Networked storage refusing to connect
Further updates will be added to the downtime announcement.
Update, 2/9 1pm: In order to avoid having two general downtimes in quick succession, ACCRE will begin both the GPFS fix as well as the planned maintenance items at noon tomorrow, Feb 10th. Please plan accordingly and open a helpdesk ticket if you need any assistance preparing.
In weighing the options given, this is the quickest path to resolving system issues. Since yesterday, we have seen the storage problems begin to affect other critical systems resulting in a steady degradation of compute capacity and user experience.
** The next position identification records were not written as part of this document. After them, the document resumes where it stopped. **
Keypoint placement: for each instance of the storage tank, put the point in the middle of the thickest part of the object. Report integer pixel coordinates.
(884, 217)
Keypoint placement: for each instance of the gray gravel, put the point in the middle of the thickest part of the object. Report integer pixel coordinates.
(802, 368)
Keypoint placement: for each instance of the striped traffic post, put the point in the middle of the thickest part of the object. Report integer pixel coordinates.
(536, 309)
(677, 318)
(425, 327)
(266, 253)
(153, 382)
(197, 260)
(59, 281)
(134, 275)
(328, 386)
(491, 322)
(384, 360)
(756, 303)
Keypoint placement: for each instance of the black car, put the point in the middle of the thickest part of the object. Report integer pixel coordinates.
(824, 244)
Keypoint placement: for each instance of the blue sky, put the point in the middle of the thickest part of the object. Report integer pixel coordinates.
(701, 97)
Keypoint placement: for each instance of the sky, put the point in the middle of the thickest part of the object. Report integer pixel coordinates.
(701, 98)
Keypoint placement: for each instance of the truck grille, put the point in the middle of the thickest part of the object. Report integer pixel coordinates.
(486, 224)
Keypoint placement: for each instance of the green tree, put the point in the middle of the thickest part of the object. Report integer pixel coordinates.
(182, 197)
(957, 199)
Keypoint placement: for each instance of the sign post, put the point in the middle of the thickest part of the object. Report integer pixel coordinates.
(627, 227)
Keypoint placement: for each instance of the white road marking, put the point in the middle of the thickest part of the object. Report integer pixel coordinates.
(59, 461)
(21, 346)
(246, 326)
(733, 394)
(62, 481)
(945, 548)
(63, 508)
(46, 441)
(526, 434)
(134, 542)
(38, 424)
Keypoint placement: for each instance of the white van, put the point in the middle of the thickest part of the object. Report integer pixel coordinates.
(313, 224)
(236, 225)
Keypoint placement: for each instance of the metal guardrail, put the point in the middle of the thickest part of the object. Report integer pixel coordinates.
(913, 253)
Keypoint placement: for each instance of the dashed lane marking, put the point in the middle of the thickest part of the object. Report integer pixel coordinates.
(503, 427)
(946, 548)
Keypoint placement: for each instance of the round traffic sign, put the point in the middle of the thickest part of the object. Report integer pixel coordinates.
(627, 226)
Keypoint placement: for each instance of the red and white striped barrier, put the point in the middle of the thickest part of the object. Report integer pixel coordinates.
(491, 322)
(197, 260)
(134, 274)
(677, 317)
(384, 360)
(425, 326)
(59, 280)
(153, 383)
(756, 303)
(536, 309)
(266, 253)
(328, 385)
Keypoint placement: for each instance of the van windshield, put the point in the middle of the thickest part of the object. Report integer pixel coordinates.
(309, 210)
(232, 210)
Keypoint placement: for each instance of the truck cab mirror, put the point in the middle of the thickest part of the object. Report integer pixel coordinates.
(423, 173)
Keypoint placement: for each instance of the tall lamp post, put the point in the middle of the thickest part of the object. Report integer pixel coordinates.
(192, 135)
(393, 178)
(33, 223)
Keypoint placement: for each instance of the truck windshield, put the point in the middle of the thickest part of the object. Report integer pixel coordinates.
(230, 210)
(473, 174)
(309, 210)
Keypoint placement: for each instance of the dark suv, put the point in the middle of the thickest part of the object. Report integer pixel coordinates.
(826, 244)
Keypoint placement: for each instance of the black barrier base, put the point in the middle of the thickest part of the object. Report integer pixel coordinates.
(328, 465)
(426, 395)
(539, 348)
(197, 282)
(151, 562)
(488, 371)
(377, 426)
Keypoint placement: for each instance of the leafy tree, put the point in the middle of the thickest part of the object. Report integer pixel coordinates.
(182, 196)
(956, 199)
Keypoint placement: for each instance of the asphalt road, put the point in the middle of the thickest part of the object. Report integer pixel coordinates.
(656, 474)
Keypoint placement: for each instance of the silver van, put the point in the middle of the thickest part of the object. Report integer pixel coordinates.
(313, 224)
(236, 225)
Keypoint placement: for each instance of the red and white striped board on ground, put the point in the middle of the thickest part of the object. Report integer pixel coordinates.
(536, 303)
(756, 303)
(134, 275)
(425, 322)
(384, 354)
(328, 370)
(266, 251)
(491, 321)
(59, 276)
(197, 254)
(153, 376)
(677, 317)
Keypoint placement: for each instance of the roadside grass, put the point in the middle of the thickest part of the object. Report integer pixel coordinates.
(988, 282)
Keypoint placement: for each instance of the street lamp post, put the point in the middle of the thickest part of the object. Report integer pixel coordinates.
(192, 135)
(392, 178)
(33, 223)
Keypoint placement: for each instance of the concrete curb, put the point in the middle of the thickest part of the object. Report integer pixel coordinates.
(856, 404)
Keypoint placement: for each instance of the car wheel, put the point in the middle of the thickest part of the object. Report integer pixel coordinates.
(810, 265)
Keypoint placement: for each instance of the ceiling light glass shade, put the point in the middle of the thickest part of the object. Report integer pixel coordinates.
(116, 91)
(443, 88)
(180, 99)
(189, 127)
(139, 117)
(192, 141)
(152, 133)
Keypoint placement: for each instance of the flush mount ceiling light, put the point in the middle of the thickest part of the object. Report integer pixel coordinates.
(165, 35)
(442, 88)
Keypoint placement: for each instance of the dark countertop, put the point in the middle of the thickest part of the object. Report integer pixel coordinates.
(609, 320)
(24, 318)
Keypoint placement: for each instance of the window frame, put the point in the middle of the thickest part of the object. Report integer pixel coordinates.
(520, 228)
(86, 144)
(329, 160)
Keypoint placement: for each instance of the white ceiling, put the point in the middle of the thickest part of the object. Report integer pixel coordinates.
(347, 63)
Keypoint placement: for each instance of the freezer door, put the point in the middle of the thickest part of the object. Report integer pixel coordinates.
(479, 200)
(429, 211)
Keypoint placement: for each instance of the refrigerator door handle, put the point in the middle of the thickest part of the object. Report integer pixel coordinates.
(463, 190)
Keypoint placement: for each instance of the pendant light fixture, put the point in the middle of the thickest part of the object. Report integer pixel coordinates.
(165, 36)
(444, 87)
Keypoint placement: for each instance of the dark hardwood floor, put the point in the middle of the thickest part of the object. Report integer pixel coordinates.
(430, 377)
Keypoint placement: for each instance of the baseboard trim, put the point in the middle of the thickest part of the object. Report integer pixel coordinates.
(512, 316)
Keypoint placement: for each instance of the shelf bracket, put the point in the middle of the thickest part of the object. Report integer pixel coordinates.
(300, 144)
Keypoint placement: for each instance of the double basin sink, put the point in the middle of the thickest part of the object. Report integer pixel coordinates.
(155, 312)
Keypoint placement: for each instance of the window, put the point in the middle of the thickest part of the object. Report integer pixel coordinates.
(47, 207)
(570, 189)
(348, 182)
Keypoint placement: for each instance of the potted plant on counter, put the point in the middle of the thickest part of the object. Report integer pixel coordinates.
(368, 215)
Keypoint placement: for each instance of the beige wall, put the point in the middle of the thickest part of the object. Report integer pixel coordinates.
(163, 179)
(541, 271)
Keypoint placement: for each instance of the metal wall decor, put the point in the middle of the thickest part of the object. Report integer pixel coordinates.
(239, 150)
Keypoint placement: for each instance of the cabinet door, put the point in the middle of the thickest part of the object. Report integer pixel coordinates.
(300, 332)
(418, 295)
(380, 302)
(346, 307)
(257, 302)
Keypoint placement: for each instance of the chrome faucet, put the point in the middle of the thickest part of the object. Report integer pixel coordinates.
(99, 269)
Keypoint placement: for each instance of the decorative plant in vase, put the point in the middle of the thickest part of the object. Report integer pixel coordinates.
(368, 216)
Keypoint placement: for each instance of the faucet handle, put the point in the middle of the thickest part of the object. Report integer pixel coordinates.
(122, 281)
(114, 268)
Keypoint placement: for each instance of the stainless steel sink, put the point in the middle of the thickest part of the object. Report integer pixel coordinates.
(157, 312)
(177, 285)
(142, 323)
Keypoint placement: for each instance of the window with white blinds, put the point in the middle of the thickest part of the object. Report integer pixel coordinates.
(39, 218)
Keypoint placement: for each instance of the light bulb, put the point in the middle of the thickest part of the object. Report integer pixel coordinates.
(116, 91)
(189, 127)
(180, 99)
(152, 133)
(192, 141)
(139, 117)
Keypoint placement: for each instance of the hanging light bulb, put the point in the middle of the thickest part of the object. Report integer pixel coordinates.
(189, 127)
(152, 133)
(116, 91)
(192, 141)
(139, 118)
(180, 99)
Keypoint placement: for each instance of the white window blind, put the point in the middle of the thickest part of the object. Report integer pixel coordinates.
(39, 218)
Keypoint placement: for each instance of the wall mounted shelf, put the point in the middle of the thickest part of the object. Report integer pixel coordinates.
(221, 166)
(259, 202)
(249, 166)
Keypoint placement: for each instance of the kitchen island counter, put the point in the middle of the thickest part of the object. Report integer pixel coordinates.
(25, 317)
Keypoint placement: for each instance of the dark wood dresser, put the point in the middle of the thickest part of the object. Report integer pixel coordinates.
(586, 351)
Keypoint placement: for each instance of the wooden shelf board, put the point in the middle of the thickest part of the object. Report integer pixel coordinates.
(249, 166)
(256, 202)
Update, 2/9: Troubleshooting continues on the GPFS system and we have submitted additional snapshots of other aspects of the system to the vendor for analysis. We have also presented some of the options being considered to ACCRE’s Faculty Advisory Board as well as their implications.
We apologize for the delay in the update, but were hoping to have conclusive results to share.
Update, 2/8 1pm: This morning we received the first analysis results of the snapshot from the vendor and are reviewing network and quota messages from specific time frames. Additional analysis by the vendor and proper chronology of events will lead to the root cause. A quick summary of the findings so far include:
- The current issue does not present the same patterns as the RPC storm from December that disabled the export services (i.e. the 3 CES servers)
- There were no changes to the GPFS configuration other than quota updates (which are performed almost daily)
- At least 2 of the error messages point to known bugs in GPFS addressed in an April 2020 update
- The system reports a deadlock condition that persists despite having restarted the export services on the CES servers
Our goal is to work with the vendor to avoid a shutdown of the entire storage system ahead of next week’s scheduled downtime. Files are still accessible via cluster access and sshfs
, but your experience may vary due to ongoing troubleshooting. We will provide another update later this afternoon.
Original post:
Earlier today we noticed a degradation in the storage sub-system related to the networked storage services (aka DORS). While investigating and monitoring the situation we saw the 3 servers that handle the networked storage connections (i.e. SMB and NFS) become unreachable around 6pm. This in effect severed any active connection of those types. The GPFS sub-system reports that it needs to take a snapshot before further troubleshooting can take place. We have initiated the snap and have engaged vendor support. An update will be provided as soon as an analysis of the snap is done and the next steps are determined.
We did verify that files in /dors
directories are still accessible via the cluster (i.e. logging into a gateway or the Visualization Portal) and mountable using sshfs
connections for those who have ACCRE credentials. However, it is possible that you may experience some sluggishness due to the snapshot activity happening in the background.